U. gibba has an atypical abundance of 24-nt sRNAs compared to other angiosperms
To further characterize noncoding RNA diversity in U. gibba, we carried out small RNA-Seq analysis of RNAs extracted from green tissue and traps from plants grown under the same conditions described for lncRNA identification. We obtained a total of 23.6 million mapped reads, of which 19.9 million had lengths between 20 to 25-nt, which were selected for further analyses (Additional file 1: Dataset S1). Upon mapping the reads onto the U. gibba genome, we found that loci for 20 to 25-nt sRNAs are mainly located at pericentromeric regions, where TE density is higher, but with some peaks in regions of high gene content (Fig. 2). Similar results have been published previously for other plant species [16].

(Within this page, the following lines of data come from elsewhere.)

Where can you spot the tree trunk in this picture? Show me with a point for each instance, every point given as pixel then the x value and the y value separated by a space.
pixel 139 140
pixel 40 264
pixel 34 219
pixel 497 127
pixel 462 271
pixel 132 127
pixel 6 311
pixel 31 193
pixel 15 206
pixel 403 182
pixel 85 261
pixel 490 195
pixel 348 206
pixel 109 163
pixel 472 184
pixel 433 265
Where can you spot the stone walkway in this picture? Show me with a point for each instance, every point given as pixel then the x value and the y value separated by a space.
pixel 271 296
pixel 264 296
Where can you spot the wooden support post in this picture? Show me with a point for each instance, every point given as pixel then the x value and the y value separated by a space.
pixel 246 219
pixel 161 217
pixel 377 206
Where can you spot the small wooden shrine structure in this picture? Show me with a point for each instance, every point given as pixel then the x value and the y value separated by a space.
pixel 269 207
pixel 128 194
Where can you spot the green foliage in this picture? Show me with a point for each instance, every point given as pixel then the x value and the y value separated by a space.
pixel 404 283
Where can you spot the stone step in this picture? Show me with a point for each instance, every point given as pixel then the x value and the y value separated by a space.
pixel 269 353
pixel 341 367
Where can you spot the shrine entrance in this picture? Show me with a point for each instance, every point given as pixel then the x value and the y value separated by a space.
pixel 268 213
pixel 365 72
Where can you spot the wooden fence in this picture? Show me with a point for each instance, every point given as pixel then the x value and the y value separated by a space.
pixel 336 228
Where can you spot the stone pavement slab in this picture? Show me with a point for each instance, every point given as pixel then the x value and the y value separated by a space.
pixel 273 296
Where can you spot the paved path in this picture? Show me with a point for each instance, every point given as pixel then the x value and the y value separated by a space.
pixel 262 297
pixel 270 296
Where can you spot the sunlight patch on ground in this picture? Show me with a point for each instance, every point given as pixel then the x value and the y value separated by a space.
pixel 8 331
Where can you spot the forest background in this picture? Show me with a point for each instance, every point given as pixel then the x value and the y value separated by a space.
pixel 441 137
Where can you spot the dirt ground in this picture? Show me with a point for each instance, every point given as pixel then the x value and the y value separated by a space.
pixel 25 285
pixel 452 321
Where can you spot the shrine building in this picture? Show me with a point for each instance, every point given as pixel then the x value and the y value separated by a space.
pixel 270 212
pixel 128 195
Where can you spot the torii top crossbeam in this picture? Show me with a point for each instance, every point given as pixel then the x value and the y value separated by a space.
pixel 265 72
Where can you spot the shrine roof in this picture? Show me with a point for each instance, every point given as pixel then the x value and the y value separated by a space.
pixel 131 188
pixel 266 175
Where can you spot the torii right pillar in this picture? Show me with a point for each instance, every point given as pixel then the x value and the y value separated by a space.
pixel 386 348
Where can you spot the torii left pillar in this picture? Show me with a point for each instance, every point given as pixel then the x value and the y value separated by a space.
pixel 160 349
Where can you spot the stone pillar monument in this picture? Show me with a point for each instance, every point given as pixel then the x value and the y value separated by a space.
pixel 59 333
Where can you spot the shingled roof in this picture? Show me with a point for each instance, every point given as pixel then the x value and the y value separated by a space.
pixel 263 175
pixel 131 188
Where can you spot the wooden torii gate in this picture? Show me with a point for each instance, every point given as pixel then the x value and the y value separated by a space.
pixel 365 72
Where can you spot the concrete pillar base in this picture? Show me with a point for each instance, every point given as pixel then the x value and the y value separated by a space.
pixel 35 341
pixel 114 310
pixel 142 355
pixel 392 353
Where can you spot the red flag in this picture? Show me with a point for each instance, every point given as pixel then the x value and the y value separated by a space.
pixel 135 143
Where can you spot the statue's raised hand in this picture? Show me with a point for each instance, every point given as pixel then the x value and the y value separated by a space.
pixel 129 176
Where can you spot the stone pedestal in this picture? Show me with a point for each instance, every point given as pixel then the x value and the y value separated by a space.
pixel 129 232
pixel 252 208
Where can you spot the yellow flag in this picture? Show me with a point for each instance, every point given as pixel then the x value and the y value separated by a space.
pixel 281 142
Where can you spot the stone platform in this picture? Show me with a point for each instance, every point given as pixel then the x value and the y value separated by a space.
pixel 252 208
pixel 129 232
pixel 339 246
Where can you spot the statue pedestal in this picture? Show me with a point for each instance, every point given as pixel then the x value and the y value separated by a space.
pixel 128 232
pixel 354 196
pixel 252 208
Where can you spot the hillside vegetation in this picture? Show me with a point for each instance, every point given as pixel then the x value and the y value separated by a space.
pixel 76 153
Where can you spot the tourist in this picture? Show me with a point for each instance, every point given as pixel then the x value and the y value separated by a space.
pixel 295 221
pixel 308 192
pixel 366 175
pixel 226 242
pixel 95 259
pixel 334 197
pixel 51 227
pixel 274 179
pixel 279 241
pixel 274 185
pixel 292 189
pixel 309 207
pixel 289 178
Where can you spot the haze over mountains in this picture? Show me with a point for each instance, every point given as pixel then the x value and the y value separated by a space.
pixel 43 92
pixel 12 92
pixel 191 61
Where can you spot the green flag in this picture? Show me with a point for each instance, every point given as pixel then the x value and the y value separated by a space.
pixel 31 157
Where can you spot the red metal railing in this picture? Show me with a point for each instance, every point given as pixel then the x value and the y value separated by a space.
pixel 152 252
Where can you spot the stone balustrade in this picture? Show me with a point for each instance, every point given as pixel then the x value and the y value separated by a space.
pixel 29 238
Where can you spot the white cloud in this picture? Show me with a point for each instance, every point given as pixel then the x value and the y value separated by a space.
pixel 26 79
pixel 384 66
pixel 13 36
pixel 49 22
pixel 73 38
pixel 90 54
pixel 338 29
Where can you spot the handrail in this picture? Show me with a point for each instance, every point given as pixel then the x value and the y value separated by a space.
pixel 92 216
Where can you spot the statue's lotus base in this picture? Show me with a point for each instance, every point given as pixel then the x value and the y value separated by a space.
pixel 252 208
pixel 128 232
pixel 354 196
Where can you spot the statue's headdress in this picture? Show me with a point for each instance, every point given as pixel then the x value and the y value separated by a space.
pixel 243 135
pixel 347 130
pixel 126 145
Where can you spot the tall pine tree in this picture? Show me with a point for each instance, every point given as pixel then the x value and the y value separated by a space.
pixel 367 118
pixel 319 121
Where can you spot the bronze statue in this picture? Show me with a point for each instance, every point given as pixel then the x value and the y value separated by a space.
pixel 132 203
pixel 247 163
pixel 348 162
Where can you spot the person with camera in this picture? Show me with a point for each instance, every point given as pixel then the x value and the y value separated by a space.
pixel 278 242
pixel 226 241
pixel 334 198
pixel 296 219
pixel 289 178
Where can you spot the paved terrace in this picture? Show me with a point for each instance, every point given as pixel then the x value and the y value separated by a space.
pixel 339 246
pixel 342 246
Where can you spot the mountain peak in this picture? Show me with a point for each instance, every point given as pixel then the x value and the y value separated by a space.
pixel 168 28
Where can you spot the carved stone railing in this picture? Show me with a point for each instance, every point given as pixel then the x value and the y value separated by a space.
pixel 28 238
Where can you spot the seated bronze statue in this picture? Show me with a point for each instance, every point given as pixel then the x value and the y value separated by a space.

An interesting finding was that most sRNA sequencing reads corresponded to 21-nt sRNAs (52.8%) and only 14.4% to 24-nt sRNAs (Additional file 2: Fig. S5; Additional file 1: Dataset S1). This contrasts with sRNA size distribution for other angiosperms, for which the most abundant sRNA class is 24-nt [17,18]. To confirm that the sRNA size distribution in U. gibba differs from that of other angiosperms, we performed an analysis of sRNA size abundance in representative plants from different clades for which sRNAs have been characterized (Additional file 1: Dataset S1). In total, we analyzed sRNA datasets for 30 plant species, of which 21 were angiosperms and 9 were representative plants outside the angiosperms. Our results confirm that in both monocot and eudicot species, except for U. gibba, the most abundant sRNA class is 24-nt (Fig. 3a). For the case of green algae, the most prevalent sRNAs classes are of 21 to 23-nt, whereas in Volvox carteri the most abundant sRNAs are of 21-nt and 22-nt, in Chara coraline the most abundant are 22-nt and 23-nt (about 30% of each size), and for Chlamydomonas reinhardtii the 21-nt class predominates (Fig. 3a). In early-branching land plants (Marchantia polymorpha, Physcomitrella patens, and Marsilea quadrifolia) and gymnosperms (Picea abies, Gynkgo biloba) the most abundant size class of sRNAs is 21-nt, except for Cycas rumphii, which has similar amounts of 21 and 24-nt sRNAs (Fig. 3a).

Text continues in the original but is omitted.